Prompt engineering and evaluating AI-generated copy

LLM engineering and evaluation is still a relatively new field. During my time at Thumbtack, I learned new skills in this next generation of content editing.

One of my projects in 2025 involved using LLMs to pre-fill messages that homeowners could send to a home care professional. These messages would be sent whenever a customer sent a job request for work to be done on their house.

LLM-generated customer messages: mini case study

One of our pro product managers came to me with a problem. Customers in our baseline product filled out a job request for some kind of home care - be it landscaping, roof repair, plumbing, you name it. They would pick one or more pros to send their job request to, and ask for a quote and availability.

They could also optionally send a message to the pro, with any relevant information not covered in the details of the job request. This could include any special needs, a few initial suggestions for dates and times, or something else the customer felt their pro should know about the house.

Project goals

Over time, pros had started to rely on these customer messages to help them understand the customer’s project better. Often pros preferred to look at the customer messages first before looking at the details of the project, because the message was more conversational and created an open door through which to reply to the customer. Pros were more likely to reply same-day and quickly if the customer filled these messages out. Otherwise they tended to shelve the projects for looking at later, when they had time to comb the details.

However, these customer messages were optional, and only 32% of customers created one. The rest opted to skip this step and leave the message field blank. As a business, we felt that making the message mandatory would cause too much friction for the average customer.

Among the 32% of messages sent, many of them contained very little helpful information for the pro. Customers often used the space to write things like:

“Could you let me know your rate per hour? I’m shopping around. Thank you.”

…or,

“I was wondering what the process would look like, and if it’d be possible for this to be completed soon. Let me know.”

This was better than nothing, because it still opened that door of communication for the pro to walk through. But it meant more back-and-forth between the pro and the customer, often involving the pro asking for details that could’ve been supplied in the initial message. During that back-and-forth, the customer or pro might get busy or distracted with other priorities, leading to less of these leads converting to finished jobs on Thumbtack.

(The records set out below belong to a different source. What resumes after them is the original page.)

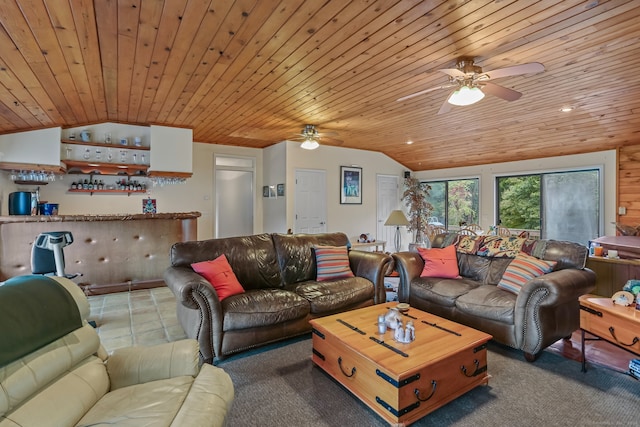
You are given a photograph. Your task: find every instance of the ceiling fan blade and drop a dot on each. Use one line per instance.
(453, 72)
(500, 91)
(516, 70)
(422, 92)
(446, 107)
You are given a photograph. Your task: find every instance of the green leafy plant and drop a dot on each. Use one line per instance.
(415, 198)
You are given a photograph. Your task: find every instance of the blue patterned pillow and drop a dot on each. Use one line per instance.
(522, 269)
(332, 263)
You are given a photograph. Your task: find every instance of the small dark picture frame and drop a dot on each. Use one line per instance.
(350, 185)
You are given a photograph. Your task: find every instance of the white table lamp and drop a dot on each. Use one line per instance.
(398, 219)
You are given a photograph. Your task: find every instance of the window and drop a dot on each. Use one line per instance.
(455, 202)
(560, 205)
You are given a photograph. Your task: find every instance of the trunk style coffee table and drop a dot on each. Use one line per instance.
(400, 382)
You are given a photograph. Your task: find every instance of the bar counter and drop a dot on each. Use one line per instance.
(113, 252)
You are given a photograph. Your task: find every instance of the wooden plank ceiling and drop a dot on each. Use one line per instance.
(254, 72)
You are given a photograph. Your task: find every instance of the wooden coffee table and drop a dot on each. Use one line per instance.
(400, 382)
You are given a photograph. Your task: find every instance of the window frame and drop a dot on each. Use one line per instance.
(601, 189)
(446, 193)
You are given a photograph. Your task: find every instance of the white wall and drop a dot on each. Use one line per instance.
(488, 173)
(275, 172)
(352, 220)
(37, 147)
(197, 194)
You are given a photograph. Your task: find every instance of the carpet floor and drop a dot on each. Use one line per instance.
(278, 385)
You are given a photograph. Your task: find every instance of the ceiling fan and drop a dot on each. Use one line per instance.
(310, 137)
(471, 83)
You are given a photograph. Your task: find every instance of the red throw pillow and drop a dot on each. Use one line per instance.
(440, 262)
(219, 273)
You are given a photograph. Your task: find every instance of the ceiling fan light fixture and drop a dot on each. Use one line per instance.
(466, 96)
(309, 144)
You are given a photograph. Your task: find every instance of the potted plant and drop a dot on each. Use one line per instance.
(415, 198)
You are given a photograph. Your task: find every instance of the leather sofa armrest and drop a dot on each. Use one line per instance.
(371, 266)
(409, 265)
(547, 308)
(561, 286)
(184, 281)
(137, 365)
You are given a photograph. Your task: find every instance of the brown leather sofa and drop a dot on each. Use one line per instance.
(544, 311)
(55, 372)
(278, 274)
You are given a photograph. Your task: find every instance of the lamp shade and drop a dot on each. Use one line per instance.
(466, 96)
(397, 218)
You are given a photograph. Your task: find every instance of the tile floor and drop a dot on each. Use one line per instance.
(148, 317)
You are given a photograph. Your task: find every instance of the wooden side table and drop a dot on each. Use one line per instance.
(617, 324)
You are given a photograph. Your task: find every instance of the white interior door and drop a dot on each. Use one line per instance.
(388, 200)
(310, 202)
(234, 203)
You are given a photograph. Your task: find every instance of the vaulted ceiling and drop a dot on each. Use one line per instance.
(254, 72)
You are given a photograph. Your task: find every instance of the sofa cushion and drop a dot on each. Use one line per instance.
(522, 269)
(221, 276)
(152, 403)
(262, 307)
(501, 246)
(332, 262)
(295, 254)
(488, 302)
(252, 258)
(441, 291)
(439, 262)
(335, 295)
(24, 297)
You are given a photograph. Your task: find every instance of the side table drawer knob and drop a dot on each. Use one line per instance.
(613, 334)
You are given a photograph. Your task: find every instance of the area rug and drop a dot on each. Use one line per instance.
(278, 385)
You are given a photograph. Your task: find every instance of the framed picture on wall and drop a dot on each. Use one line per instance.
(350, 185)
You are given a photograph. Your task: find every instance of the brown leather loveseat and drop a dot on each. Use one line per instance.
(281, 294)
(545, 309)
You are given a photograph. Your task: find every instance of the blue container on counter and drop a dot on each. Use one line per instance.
(50, 209)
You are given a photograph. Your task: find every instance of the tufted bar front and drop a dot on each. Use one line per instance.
(113, 253)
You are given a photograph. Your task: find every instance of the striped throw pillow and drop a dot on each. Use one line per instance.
(522, 269)
(332, 263)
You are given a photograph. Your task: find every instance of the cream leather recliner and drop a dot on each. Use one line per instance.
(55, 372)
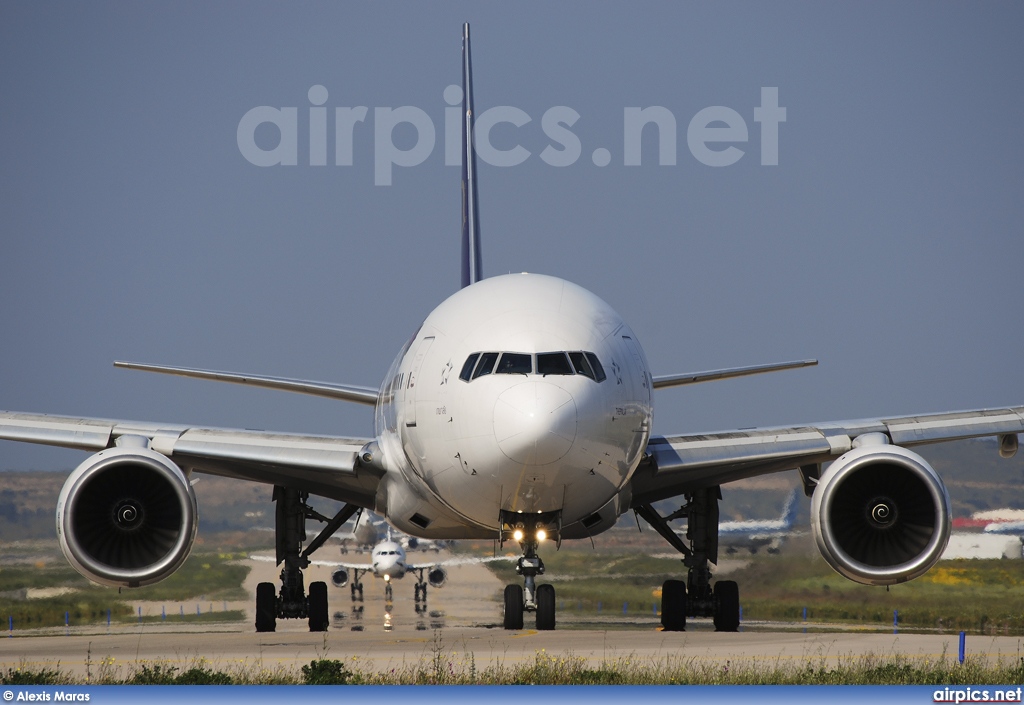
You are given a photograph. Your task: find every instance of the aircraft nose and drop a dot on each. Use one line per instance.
(535, 422)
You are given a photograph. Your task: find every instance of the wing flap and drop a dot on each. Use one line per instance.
(322, 464)
(81, 433)
(326, 453)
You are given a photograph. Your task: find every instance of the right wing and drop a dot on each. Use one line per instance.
(346, 392)
(676, 464)
(325, 465)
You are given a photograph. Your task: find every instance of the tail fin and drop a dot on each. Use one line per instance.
(471, 261)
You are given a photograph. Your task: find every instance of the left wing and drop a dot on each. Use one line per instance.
(676, 464)
(325, 465)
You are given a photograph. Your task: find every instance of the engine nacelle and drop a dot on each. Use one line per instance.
(437, 576)
(881, 515)
(340, 577)
(126, 517)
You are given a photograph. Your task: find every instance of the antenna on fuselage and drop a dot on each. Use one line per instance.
(471, 267)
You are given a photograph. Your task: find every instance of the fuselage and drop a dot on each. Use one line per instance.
(519, 394)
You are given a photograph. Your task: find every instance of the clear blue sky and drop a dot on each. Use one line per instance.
(886, 242)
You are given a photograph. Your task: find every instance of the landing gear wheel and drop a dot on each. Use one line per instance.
(266, 607)
(317, 607)
(674, 606)
(546, 608)
(513, 607)
(726, 606)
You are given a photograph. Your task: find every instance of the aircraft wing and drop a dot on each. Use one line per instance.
(461, 561)
(676, 464)
(325, 465)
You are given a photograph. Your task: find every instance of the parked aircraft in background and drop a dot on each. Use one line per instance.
(1014, 528)
(754, 535)
(389, 562)
(520, 410)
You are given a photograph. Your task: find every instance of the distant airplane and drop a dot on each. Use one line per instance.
(388, 562)
(1012, 528)
(754, 535)
(520, 409)
(984, 519)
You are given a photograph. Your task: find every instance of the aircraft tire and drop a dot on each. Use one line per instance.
(545, 608)
(726, 606)
(513, 607)
(317, 607)
(266, 608)
(674, 606)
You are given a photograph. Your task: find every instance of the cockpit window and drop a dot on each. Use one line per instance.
(595, 364)
(574, 363)
(553, 363)
(581, 364)
(467, 369)
(515, 363)
(486, 364)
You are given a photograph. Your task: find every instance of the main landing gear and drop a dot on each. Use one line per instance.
(695, 597)
(292, 600)
(528, 530)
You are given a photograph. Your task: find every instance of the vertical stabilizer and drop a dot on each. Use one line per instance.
(470, 221)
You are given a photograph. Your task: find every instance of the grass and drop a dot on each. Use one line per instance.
(210, 577)
(449, 667)
(978, 596)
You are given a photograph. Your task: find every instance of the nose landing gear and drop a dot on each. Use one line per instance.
(528, 530)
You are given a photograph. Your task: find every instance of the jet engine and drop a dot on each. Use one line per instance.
(437, 576)
(340, 577)
(127, 517)
(881, 515)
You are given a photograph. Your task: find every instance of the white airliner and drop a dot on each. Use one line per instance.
(519, 410)
(756, 534)
(388, 562)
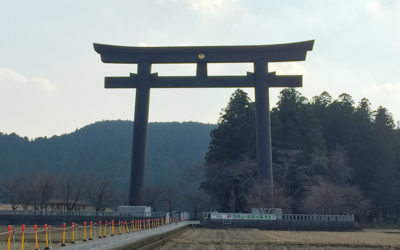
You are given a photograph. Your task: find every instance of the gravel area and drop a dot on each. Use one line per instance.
(118, 241)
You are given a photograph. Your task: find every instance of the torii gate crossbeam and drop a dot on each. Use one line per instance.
(261, 80)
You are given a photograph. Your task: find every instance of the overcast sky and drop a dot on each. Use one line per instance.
(52, 81)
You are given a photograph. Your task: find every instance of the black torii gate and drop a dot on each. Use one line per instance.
(261, 80)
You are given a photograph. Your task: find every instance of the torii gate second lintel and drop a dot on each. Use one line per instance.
(261, 80)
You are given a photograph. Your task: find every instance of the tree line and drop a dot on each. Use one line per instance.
(329, 156)
(44, 191)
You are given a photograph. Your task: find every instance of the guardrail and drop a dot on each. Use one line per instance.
(280, 217)
(73, 213)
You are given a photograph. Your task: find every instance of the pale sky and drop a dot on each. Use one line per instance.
(52, 81)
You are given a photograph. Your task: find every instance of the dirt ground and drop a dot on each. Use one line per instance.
(202, 238)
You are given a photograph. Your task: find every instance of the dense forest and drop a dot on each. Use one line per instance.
(329, 156)
(104, 149)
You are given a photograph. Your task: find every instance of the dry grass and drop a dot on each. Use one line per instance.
(263, 239)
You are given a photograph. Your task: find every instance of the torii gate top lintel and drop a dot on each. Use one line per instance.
(201, 55)
(194, 54)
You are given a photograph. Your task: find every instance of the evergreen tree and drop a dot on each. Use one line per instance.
(234, 137)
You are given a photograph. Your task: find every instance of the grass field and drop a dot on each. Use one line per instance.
(202, 238)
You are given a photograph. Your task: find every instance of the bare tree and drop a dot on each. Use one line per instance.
(41, 190)
(257, 198)
(329, 198)
(154, 196)
(12, 191)
(71, 190)
(101, 193)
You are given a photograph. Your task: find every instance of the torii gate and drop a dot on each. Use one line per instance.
(261, 80)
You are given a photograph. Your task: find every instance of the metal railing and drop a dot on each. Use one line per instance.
(317, 217)
(78, 213)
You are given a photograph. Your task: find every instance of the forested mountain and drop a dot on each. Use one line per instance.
(329, 156)
(104, 149)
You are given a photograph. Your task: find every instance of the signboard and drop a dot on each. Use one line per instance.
(240, 216)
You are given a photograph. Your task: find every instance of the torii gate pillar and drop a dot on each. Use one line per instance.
(263, 130)
(138, 160)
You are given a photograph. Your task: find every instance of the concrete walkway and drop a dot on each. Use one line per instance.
(119, 241)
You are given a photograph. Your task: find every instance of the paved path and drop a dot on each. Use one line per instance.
(118, 241)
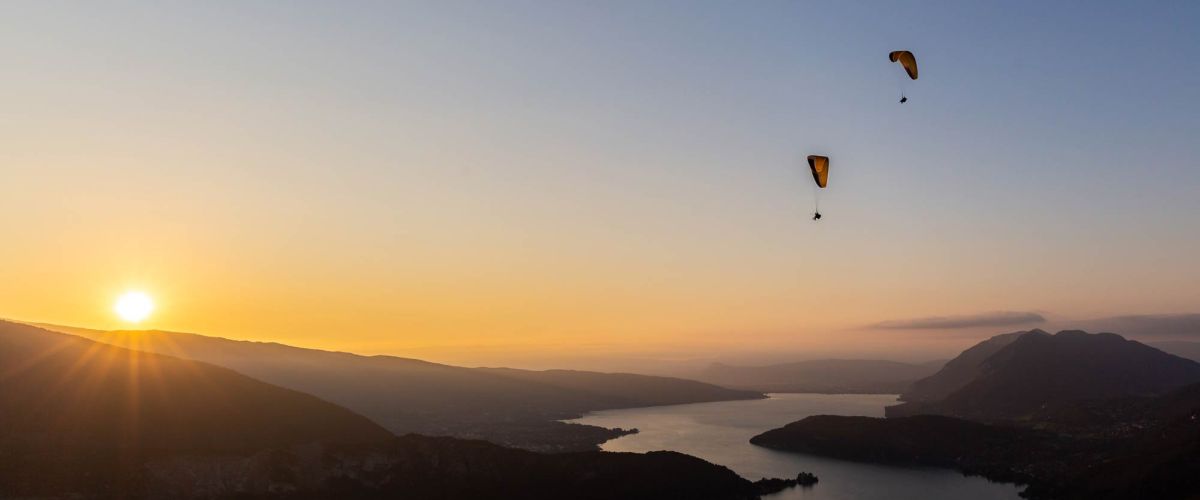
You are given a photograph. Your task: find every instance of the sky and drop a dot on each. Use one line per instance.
(532, 182)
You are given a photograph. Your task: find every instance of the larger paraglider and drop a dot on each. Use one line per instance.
(820, 167)
(909, 62)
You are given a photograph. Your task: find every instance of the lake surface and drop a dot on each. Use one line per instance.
(720, 433)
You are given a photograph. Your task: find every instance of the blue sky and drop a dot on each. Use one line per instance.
(641, 157)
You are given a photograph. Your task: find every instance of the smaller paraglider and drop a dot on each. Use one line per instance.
(820, 167)
(909, 62)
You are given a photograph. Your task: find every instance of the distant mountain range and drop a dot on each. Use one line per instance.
(1023, 373)
(508, 407)
(88, 420)
(1180, 348)
(821, 375)
(1073, 415)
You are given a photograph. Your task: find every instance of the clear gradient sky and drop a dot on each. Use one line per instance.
(487, 182)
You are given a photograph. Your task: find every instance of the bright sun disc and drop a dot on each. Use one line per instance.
(133, 306)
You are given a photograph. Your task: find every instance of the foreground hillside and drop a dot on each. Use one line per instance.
(87, 420)
(509, 407)
(1072, 415)
(69, 407)
(840, 377)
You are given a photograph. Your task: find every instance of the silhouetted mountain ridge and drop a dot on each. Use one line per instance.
(87, 420)
(1036, 368)
(508, 407)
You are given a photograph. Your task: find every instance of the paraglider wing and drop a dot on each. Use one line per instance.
(905, 59)
(820, 167)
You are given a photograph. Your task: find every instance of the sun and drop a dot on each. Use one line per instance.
(133, 306)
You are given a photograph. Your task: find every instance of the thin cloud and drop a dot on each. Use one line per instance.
(999, 318)
(1150, 325)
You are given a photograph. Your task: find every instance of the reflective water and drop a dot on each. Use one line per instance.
(720, 433)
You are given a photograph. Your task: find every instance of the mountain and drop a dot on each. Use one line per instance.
(417, 467)
(69, 407)
(1037, 368)
(508, 407)
(1189, 350)
(821, 375)
(959, 371)
(87, 420)
(1120, 449)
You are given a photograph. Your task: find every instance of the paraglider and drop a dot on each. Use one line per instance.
(909, 62)
(820, 167)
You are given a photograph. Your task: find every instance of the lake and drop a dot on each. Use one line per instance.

The PM asked me if there was some way to increase the number of customer messages, improve the quality of these messages, and therefore, get pros replying faster and potentially converting more leads into jobs.

Content goals

I came up with the idea of using an LLM to prefill the message box with a sample message. This sample message would include some combination of regular conversation, a summary of the project details filled out by the customer, and a request for a reply from the pro. The customer could then choose to A) send the message as-is, B) edit the message to their heart’s content, and then send, or C) wipe it clean and write their own or leave it blank.

It was important to me that the prefilled message:

Sound plausibly human, like something a customer might actually type;
Have some variety and differentiation, so that pros weren’t getting identical-sounding messages from different customers; and
Contain the most useful information from the customer’s project details, for use by the pro; and
Do it all in the briefest space possible - preferably under 300 characters, to match the average length of messages currently being sent by customers.

A 5th outstanding goal was immediately in flux right from the beginning. I believed the messages should be flagged as having an AI influence. I felt we shouldn’t be trying to fool our pros into thinking these messages were always 100% authentically coming from the customer.

Besides feeling like the honest thing to do, I worried that AI generated messages could never be perfect, and pros might start to ‘sniff out’ the AI influence. If we didn’t label it AI upfront, they might find the whole process disingenuous, and feel that the overall lead quality was low.

The product manager argued that, since the customer could edit the messages at any time, this flag wasn’t necessary, since theoretically, every message was at least approved, if not contributed to, by the customer.